E. MetLife Relied On Mere Paper Review
The only doctors who suggested that John did not suffer disabling pain were the two doctors hired by MetLife, Drs. Smith and Turok. Neither Dr. Smith nor Dr. Turok ever met or examined John; thus neither had any opportunity to assess his credibility. The Court concluded that under these circumstances, it was an abuse of discretion for MetLife to reject John’s subjective pain complaints and, based upon that rejection, to discount the medical opinions that credited those complaints. While a plan administrator is not required to subject the claimant to an in-person medical examination, in performing the abuse of discretion analysis the Court may consider the fact that the administrator relied upon a paper examination.
MetLife’s hired doctors focused on John’s “refusal” of a lumbar epidural steroid injection and/or surgery. However, as noted by the Court, MetLife did not point to any evidence that agreeing to a steroid injection and/or surgery were the only reasonable medical decisions that John could make.
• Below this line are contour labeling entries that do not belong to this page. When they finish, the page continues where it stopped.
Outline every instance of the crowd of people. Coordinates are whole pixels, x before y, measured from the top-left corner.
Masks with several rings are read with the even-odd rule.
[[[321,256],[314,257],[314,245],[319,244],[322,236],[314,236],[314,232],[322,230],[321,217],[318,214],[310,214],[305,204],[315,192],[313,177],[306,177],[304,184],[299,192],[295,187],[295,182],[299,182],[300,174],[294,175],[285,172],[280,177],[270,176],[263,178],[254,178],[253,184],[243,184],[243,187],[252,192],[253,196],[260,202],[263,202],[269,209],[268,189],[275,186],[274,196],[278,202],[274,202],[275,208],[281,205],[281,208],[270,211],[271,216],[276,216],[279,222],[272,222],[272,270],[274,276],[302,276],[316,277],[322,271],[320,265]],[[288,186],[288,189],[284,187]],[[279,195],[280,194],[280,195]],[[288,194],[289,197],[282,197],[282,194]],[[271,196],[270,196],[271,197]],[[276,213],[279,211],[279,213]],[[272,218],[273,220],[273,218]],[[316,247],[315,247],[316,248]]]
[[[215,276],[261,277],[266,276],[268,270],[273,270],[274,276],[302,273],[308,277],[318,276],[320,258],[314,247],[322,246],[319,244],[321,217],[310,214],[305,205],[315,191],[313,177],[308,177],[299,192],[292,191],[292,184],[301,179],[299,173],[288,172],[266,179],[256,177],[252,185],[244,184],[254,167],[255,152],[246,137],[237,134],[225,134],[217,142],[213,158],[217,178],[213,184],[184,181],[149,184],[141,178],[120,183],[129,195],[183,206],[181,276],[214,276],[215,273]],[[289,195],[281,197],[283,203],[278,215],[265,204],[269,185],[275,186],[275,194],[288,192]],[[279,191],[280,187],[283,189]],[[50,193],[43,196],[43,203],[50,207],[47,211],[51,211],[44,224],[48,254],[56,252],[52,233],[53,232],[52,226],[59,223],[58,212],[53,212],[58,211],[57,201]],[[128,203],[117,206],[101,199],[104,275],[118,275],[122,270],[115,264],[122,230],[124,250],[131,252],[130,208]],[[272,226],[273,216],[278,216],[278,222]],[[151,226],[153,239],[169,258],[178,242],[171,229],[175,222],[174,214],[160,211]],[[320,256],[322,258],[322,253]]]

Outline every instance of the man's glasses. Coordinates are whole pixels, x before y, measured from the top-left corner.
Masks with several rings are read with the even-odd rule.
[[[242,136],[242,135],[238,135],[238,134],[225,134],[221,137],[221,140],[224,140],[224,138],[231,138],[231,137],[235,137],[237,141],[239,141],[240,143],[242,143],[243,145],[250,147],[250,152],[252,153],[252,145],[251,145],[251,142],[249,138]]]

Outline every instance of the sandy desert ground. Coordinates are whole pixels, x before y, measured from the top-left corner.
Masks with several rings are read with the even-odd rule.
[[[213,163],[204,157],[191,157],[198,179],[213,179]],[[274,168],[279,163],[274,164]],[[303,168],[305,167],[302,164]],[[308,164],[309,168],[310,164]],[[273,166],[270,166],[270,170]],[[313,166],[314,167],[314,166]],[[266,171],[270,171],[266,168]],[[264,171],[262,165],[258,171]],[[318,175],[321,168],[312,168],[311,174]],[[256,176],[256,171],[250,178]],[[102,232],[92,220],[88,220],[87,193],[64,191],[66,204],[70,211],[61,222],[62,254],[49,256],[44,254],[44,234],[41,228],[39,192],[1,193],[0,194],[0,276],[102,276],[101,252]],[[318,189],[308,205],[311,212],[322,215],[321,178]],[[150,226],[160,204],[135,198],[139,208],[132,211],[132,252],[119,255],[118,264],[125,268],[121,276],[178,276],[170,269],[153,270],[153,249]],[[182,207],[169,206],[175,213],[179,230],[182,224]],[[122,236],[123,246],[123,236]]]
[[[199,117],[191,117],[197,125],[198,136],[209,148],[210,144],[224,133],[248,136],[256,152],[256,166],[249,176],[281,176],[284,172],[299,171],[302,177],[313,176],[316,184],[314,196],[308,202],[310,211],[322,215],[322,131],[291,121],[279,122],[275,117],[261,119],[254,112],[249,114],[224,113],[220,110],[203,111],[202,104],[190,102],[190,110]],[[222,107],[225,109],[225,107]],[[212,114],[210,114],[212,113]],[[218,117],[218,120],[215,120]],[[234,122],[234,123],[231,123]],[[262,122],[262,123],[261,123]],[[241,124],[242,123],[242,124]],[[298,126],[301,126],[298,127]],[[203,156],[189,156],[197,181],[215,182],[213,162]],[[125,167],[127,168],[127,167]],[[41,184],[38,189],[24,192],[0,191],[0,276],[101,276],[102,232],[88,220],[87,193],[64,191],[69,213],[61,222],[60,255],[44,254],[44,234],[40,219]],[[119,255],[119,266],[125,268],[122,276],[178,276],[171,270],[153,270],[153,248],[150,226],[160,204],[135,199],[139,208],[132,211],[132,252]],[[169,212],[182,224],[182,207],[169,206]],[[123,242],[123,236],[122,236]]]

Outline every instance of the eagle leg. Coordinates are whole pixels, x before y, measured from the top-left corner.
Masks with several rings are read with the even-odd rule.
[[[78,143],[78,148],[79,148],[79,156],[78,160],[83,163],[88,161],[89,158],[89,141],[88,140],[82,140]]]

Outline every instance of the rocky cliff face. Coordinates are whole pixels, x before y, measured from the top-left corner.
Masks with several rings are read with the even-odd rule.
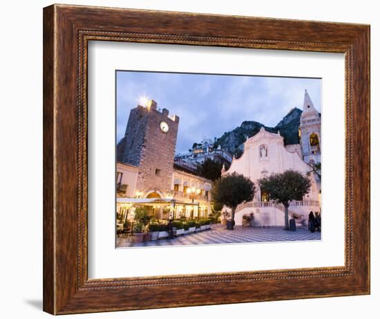
[[[292,109],[289,113],[274,127],[269,127],[256,121],[244,121],[240,127],[231,131],[225,132],[221,137],[217,138],[215,146],[220,145],[222,149],[227,149],[236,157],[240,157],[243,153],[243,143],[247,138],[250,138],[258,132],[262,127],[271,133],[277,133],[284,138],[285,145],[299,143],[298,127],[302,111],[296,107]]]

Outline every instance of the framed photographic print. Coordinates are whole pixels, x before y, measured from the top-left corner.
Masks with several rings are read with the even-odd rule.
[[[369,35],[44,8],[44,311],[369,293]]]

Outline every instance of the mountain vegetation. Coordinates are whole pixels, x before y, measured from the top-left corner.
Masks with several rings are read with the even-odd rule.
[[[254,120],[244,121],[240,127],[232,131],[225,132],[220,138],[215,140],[214,147],[220,145],[222,149],[228,150],[231,154],[239,158],[243,154],[243,143],[247,138],[250,138],[264,127],[271,133],[277,133],[284,138],[285,145],[298,144],[298,127],[302,111],[296,107],[292,109],[289,113],[274,127],[269,127],[260,122]]]

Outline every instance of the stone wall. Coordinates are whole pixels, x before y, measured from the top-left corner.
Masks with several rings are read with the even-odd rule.
[[[162,122],[169,125],[167,133],[160,128]],[[178,122],[178,117],[173,120],[166,113],[149,110],[141,150],[136,186],[138,190],[146,192],[158,190],[164,196],[164,193],[170,192]]]
[[[150,107],[137,106],[131,110],[124,137],[117,147],[120,162],[139,168],[136,190],[146,196],[158,191],[162,196],[170,192],[173,165],[177,142],[179,118],[169,116],[169,111],[157,109],[152,101]],[[160,124],[165,122],[169,131]]]

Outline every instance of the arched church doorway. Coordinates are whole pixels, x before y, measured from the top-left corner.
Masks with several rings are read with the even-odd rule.
[[[261,201],[269,201],[269,194],[265,190],[260,189]]]
[[[319,138],[316,133],[312,133],[309,137],[312,152],[319,152]]]

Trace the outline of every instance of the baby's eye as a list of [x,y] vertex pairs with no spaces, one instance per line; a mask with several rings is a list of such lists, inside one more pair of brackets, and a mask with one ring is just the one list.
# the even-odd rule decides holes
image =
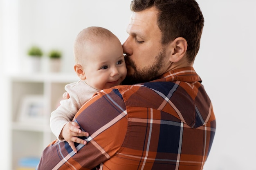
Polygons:
[[117,62],[117,64],[121,64],[122,63],[123,63],[122,60],[118,61],[118,62]]
[[101,68],[102,69],[107,69],[108,68],[108,66],[103,66],[101,67]]

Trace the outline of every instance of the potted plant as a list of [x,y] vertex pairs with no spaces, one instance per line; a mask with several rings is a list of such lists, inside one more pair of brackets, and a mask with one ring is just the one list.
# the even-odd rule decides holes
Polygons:
[[52,72],[58,72],[61,70],[62,53],[59,50],[52,50],[49,53],[50,59],[50,69]]
[[30,72],[38,72],[41,70],[42,56],[43,53],[41,49],[38,46],[33,46],[27,51],[29,55],[29,71]]

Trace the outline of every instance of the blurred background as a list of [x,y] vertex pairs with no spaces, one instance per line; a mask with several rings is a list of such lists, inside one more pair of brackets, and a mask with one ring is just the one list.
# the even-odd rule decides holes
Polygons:
[[[77,34],[85,27],[100,26],[124,42],[130,2],[0,0],[1,169],[27,166],[28,159],[33,162],[54,137],[43,121],[41,126],[22,122],[20,117],[27,116],[20,112],[22,104],[29,100],[25,95],[33,94],[30,100],[38,100],[36,104],[40,99],[35,95],[40,95],[50,113],[62,94],[58,89],[77,79],[72,52]],[[217,126],[204,169],[256,170],[256,1],[197,2],[205,21],[194,67],[212,100]],[[39,71],[30,68],[28,51],[35,46],[43,53]],[[50,68],[52,50],[61,52],[56,71]],[[37,121],[48,120],[49,115],[36,114]]]

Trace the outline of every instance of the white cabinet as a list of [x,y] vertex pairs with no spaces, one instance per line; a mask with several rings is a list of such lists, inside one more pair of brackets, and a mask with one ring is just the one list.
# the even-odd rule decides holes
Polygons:
[[56,139],[49,128],[50,113],[62,99],[65,85],[78,80],[74,74],[9,77],[12,170],[18,169],[21,159],[40,157],[43,150]]

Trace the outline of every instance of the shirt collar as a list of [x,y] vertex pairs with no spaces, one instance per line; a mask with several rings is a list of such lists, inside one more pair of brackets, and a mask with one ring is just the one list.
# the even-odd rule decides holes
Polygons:
[[171,70],[153,81],[157,82],[173,82],[181,81],[186,82],[202,82],[202,79],[193,67],[183,67]]

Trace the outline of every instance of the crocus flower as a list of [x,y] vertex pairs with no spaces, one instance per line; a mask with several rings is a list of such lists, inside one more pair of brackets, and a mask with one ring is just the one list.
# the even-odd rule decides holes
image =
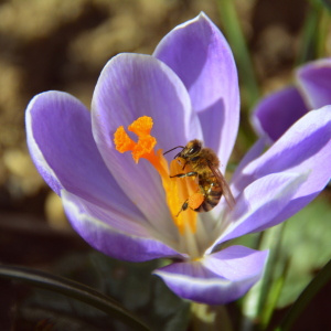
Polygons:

F. MetLife Abused Its Discretion
In considering the administrative record as a whole, including the consistency of John’s pain complaints from the time of his fall onward, the MRI demonstrating a disc injury, the opinions of five different doctors who treated or examined John, the absence of any evidence of malingering, the fact that Drs. Smith and Turok did not examine John, and the fact that MetLife has an inherent conflict of interest because it both administers and funds the Plan, the Court concluded that, “MetLife abused its discretion in denying [John’s] claim for benefits.”
Unfortunately, abuse of discretion by MetLife in denying LTD benefits has been documented in numerous court decisions. MetLife’s abusive practices are in my opinion systemic and nationwide.